À sa suite, chaque mouvement politique représenté à l’Assemblée nationale a pu s’exprimer sur le sujet. L’intervention de Marine Le Pen, dont le groupe s’était notamment abstenu l’an dernier sur le débat avec vote concernant le traité d’aide à l’Ukraine, était attendue. Elle s’est déroulée sous les attaques incessantes des députés macronistes, qui n’ont cessé de tempêter contre les « incohérences » de la présidente du groupe RN. « Bien sûr que la France a eu raison de soutenir l’Ukraine », a introduit la double finaliste à l’élection présidentielle tout en dénonçant les « coups de mentons dépourvus d’effets » de certains dirigeants français.

« Nous ne pouvons pas promettre à l’Ukraine une adhésion à l’Otan, et une adhésion à l’Union européenne irait à l’encontre de nos intérêts et provoquerait la ruine de nos agriculteurs », a-t-elle ensuite argumenté. Et de s’en prendre au président de la République, qui s’est longuement confié lundi sur ses « pistes » pour pousser au « réveil » européen. Le chef de l’État est selon elle coupable de « virevoltes », « de grand écart » et de « politique de gribouille peu lisible » sur le conflit ukrainien en renouvelant sa forte opposition à l’idée d’une « chimérique défense européenne ». « Partager notre dissuasion nucléaire, c’est l’abolir », a-t-elle également tempêté.

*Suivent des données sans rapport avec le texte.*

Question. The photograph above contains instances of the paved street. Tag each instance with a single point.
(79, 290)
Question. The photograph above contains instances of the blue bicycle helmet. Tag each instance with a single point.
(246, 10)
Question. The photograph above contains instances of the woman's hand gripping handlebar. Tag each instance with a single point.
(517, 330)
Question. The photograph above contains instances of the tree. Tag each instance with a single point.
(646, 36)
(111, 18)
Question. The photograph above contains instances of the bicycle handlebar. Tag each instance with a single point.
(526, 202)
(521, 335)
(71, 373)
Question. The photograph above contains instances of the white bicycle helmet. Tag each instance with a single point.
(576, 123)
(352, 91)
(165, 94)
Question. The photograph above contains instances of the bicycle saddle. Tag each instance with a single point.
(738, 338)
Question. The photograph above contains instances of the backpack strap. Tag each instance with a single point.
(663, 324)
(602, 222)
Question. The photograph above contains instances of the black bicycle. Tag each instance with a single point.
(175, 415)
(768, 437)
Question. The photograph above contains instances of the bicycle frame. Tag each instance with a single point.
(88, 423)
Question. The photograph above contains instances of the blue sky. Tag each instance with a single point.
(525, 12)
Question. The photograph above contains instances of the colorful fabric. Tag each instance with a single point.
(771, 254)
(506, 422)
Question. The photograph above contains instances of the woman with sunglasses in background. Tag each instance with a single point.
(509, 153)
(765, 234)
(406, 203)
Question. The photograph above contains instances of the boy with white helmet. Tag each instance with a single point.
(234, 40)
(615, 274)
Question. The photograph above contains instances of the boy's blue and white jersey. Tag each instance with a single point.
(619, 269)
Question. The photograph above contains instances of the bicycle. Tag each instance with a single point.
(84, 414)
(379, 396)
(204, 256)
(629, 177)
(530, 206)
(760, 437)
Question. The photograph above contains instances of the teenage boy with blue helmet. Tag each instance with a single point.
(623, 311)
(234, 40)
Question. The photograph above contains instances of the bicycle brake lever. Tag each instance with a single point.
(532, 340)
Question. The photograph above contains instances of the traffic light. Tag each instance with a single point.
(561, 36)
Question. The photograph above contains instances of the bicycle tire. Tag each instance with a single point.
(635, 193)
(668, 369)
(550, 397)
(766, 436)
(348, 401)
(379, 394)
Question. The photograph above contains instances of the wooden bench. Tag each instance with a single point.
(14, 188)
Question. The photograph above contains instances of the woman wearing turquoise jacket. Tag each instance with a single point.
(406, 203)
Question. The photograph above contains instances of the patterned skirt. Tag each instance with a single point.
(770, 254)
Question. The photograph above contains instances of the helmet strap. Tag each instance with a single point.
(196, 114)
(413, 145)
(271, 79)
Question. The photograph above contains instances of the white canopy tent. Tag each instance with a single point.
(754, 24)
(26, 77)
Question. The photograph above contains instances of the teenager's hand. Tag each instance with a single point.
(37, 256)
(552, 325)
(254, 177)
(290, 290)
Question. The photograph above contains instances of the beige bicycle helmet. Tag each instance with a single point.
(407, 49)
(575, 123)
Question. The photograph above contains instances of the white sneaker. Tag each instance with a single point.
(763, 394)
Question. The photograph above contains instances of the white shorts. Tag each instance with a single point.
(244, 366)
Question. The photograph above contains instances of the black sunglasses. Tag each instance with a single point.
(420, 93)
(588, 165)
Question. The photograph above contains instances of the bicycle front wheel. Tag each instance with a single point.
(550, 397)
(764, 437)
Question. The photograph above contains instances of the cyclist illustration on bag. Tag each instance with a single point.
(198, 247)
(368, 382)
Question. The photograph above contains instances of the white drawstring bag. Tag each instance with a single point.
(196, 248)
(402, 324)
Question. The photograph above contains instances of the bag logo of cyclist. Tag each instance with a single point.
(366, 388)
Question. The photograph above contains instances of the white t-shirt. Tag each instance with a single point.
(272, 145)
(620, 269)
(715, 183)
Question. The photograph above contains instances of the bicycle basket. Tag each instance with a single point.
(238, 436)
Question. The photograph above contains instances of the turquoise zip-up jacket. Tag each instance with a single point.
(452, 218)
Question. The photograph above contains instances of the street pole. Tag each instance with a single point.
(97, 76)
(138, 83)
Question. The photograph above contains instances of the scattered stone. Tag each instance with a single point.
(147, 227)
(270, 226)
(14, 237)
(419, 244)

Défilé de prises de parole

Son allié de l’Union des droites pour la République (UDR) Éric Ciotti s’en était d’ailleurs également pris, un peu plus tôt, au chef de l’État, déplorant un « en même temps diplomatique » qui « affaiblit » la France. « En trois ans, le président Macron a dit tout et son contraire. (…) L’Europe bricole une Union européenne de la défense alors que la guerre ne peut être gagnée sans l’Amérique », a-t-il soutenu, sous les vives protestations du camp macroniste et de la droite LR, son ancienne famille politique.

L’Amérique du président Trump n’est plus notre alliée

Boris Vallaud

L’ancien premier ministre macroniste, Gabriel Attal, a lui aussi pris la parole, décrivant un « point de bascule » de l’Histoire. « L’Europe est en danger. L’appétit du Kremlin est insatiable. (…) De l’issue de cette guerre dépendra une part de notre avenir. (…) Une victoire de la Russie aurait des conséquences dévastatrices », a par exemple évoqué le président des députés Renaissance, citant notamment « une inflation puissance 10 ». Et de tancer « l’instinct capitulard » de Marine Le Pen, se « permettant de donner des conseils en géostratégie alors qu’elle proposait une alliance en matière de défense avec la Russie pendant l’élection présidentielle ».

« L’Amérique du président Trump n’est plus notre alliée », a de son côté lâché le président du groupe socialiste, Boris Vallaud. Et ce défilé des prises de parole s’est ainsi poursuivi jusqu’en début de soirée, chacun donnant sa position sur cette guerre qui menace de s’étendre. Et qui inquiète toute la classe politique.